Etrange prérogative des citoyens du premier monde : ils peuvent aller partout, s’installer, investir sur place : en cas de problème, la collectivité se donnera du mal pour les évacuer. Ce ne sont plus les inividus qui doivent soutenir la communauté, mais l’inverse. Ou faut-il y voir autre chose, la défense des femmes et des enfants par les hommes, ou le rachat, dans l’antiquité, d’esclaves-citoyens par la cité dont ils sont ?

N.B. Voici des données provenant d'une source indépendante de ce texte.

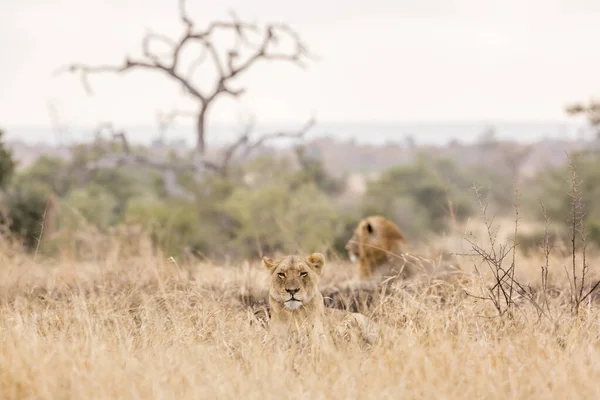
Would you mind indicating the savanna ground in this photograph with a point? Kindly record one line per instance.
(135, 324)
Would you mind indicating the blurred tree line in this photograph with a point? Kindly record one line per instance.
(264, 204)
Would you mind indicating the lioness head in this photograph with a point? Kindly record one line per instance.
(294, 282)
(374, 235)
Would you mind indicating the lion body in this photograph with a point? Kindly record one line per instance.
(377, 246)
(297, 306)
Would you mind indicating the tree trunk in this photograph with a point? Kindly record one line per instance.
(200, 130)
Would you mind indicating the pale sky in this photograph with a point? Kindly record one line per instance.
(380, 60)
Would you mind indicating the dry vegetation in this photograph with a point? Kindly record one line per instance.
(138, 325)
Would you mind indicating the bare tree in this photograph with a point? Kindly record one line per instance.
(229, 67)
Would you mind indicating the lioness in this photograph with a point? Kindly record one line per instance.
(377, 245)
(297, 304)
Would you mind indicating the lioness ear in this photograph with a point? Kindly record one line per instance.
(269, 263)
(316, 261)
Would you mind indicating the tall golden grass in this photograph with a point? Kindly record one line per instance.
(131, 325)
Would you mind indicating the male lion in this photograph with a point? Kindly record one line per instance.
(377, 244)
(297, 304)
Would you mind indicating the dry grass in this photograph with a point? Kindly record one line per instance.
(139, 327)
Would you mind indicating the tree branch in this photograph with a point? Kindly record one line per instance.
(229, 65)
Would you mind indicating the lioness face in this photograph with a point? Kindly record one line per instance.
(293, 281)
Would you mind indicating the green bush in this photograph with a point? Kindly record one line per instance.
(421, 197)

Car la réflexion qu’ouvrent les événements de la « ibération » du Cambodge – ne disait-on pas que Pol Pot avait voulu mettre en place in extenso le programme de La République – c’est les rapports entre liberté, politique, et statut de citoyen, membre d’une « cité ».

 

17 septembre 2008

 

Il faut, pour trouver la monnaie cambodgienne, cliquer sur le lien « autres monnaies » du convertisseur en livre XE. Le Riel, KHR, ne fait pas partie des 80 devises les plus communes. Il faut, au 17/09/08, 6000 riels pour faire un euro.

 

23 septembre 2008

 

Au cours du repas, pendant que nous racontions notre itinéraire à Marcin et Anya, Philip a parlé d’Angkor Wat. Il y a trois forfaits, un jour, trois jours, ou sept jours. Nous y resterons sans doute trois jours, le temps d’explorer aussi les temples moins visités.

 

26 septembre 2008

 

« Géopolitiquement », par le jeu des frontières communs, le Cambodge est à la même distance de Moscou que la France – deux pays seulement les séparent. C’est moins surprenant quand on pense aux étranges églises à bulbes, aux plafonds peints multicolores, avec des couleurs qu’on attendrait plutôt dans les temples indiens.

 

11 octobre 2008

 

Je verrai sans doute à Phnom Penh, avec Qiu Yi, le milieu des expatriés. Nous en parlions avec Philip ce midi. Problème des expatriés de Beijing – et surtout la horde des professeurs d’anglais : ce sont des provinciaux incultes, à peine débarqués du Wisconsin ou du Dakota, qui, parce qu’on les paye grassement à tenter d’apprendre la langue mondiale aux asiatiques, se sentent infiniment supérieurs. Ne sont-ils pas professeurs, et mieux payés ? Leurs étudiants ne sont-ils pas tous bêtes, incompétents, mous – comme la plupart des étudiants partout dans le monde, et s’ils ne l’étaient pas, que feraient-ils dans une salle de classe : mais non, ces expatriés se prennent au sérieux, fricotent entre eux dans les quelques bars et clubs à la mode, en méprisant souverainement les indigènes qui les entourent. Exactement comme au temps des colonies.

 

26 octobre 2008

 

Paradoxe des fêtes au Cambodge, il y a du 9 au 12 un grand festival à Phnom Penh, et Qiu Yi, l’amie de Philip qui va nous y accueillir, nous a conseillé de venir avant, pour l’éviter, car elle ne sortira pas de chez elle : une grande fête, à Phnom Penh, ce sont des morts, sans compter les accidents de moto – comme à Naples au Nouvel An.

 

28 octobre 2008

 

Le segment d’Hô Chi Minh City à Phnom Penh devait être le seul du voyage où nous prendrions autre chose que le train. Mais nous avons aujourd’hui choisi de prendre un bus directement de Hong Kong à Nanning, car on ne peut pas acheter les billets de trains pour Nanning ailleurs qu’à Shenzhen ou Guangzhou, à moins de s’y prendre sept jours en avance – quoi qu’ils ne soient pas accessibles en Chine plus de cinq jours avant – bref, la complexité du système de réservation nous a fait renoncer au rail pour la route, comme nous avions fait déjà d’Harbin à Beijing, débordés par les vacanciers de la fête nationale.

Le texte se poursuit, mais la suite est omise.